Last week, Zimbabwe's Environment Minister Saviour Kasukawere visited Crimea. The politician from the African country, which has been living under sanctions from the United States and the European Union for over 14 years, came to the peninsula to discuss potential economic cooperation with the region's leaders. On Monday the Ukrainian Foreign Ministry announced that it had lodged an official protest over the visit, describing it as a violation of international law, and warning that it "could have negative consequences on the further development of Ukraine-Zimbabwe relations."
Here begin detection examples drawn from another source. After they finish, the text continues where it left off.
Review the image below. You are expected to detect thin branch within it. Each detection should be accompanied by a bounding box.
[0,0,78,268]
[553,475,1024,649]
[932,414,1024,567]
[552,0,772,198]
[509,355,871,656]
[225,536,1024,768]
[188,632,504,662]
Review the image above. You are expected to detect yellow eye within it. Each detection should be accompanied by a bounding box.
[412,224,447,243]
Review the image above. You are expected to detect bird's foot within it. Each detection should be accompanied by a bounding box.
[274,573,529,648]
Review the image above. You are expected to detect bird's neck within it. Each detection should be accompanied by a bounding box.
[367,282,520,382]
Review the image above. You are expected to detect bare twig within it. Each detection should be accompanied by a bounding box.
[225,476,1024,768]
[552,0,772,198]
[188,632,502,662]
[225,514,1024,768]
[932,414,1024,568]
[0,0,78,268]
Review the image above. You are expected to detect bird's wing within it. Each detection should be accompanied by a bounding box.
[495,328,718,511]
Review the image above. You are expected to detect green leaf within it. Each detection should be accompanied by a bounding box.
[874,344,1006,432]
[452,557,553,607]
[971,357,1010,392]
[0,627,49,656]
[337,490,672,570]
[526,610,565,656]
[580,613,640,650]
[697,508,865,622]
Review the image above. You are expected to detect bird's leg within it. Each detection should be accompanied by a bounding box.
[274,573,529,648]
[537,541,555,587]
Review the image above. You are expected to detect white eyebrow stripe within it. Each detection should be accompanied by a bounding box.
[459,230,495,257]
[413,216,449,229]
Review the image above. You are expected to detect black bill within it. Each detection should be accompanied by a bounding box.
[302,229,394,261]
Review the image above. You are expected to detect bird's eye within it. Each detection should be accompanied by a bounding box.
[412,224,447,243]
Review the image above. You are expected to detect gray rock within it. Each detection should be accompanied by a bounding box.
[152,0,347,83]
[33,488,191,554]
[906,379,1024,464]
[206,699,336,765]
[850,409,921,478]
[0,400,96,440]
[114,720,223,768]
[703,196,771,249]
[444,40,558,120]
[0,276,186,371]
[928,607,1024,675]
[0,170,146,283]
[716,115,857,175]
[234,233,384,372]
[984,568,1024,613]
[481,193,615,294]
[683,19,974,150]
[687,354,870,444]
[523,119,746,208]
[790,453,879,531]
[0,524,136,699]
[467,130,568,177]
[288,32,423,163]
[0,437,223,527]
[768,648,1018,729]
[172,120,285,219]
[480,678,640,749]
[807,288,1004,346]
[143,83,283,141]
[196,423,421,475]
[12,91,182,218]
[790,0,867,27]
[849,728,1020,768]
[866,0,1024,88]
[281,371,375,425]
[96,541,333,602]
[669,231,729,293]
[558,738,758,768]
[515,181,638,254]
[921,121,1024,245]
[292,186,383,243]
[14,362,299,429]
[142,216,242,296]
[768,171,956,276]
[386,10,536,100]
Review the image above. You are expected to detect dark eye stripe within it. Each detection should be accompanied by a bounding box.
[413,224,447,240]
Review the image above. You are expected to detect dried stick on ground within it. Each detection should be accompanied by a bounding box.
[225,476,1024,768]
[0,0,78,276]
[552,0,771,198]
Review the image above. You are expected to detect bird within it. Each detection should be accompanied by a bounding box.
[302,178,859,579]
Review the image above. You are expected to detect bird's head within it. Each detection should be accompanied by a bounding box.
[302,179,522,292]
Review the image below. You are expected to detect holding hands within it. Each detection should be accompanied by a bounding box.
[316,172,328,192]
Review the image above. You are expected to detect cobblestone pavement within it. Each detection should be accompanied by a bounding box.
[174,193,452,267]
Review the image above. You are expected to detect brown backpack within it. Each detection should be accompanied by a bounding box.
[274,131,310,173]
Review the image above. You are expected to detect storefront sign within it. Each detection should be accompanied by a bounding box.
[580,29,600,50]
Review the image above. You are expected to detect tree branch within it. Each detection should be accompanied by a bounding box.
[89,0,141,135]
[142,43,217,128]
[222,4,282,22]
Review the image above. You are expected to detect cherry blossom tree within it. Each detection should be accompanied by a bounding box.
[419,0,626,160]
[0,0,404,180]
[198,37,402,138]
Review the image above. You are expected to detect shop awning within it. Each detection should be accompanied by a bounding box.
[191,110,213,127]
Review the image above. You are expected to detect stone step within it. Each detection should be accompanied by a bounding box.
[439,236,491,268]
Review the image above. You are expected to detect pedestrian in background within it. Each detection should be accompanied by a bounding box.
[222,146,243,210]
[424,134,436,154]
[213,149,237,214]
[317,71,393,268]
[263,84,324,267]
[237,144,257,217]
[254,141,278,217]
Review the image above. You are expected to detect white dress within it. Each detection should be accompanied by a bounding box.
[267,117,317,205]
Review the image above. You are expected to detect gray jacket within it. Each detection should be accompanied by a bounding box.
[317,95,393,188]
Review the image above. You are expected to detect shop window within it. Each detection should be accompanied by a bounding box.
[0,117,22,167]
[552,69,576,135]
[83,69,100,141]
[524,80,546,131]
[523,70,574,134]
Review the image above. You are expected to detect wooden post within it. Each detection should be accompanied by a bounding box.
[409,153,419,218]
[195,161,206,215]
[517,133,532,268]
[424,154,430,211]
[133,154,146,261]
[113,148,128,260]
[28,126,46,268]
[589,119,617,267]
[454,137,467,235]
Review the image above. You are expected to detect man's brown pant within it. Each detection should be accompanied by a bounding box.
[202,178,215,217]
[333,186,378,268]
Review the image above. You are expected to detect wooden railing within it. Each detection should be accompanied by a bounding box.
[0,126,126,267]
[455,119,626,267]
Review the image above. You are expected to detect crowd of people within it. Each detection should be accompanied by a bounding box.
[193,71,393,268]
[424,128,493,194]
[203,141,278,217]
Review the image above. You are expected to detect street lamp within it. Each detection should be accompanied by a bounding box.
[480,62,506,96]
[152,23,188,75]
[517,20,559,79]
The ambassador also commented on the statement by Kiev that the visit could impact relations between Zimbabwe and Ukraine. "We have bilateral diplomatic relations. And we respect the sovereignty of Ukraine, just as Ukraine respects ours. But we, as sovereign states, have differing positions on the geopolitical situation. Such a thing happens with all countries," Chidyausiku noted.
Speaking about the sanctions against Crimea and against Russia as a whole, the ambassador noted they are outside international norms of behavior, and that Zimbabwe considers them illegal. "Not just Crimea, but all of Russia is under sanctions. We believe that sanctions against Crimea are sanctions against Russia. As a country which has lived under sanctions for over ten years, we consider that sanctions are a bad thing, and are directed against ordinary people. Furthermore, sanctions are a double-edged sword: when you impose sanctions, they affect not only those against whom they are directed, but also those who introduce them. In this situation there are no winners. We believe that unilateral sanctions, introduced without the approval of the United Nations, are illegal. We cannot support the approach of introducing similar sanctions against any country, because it is a very serious tool," the ambassador noted.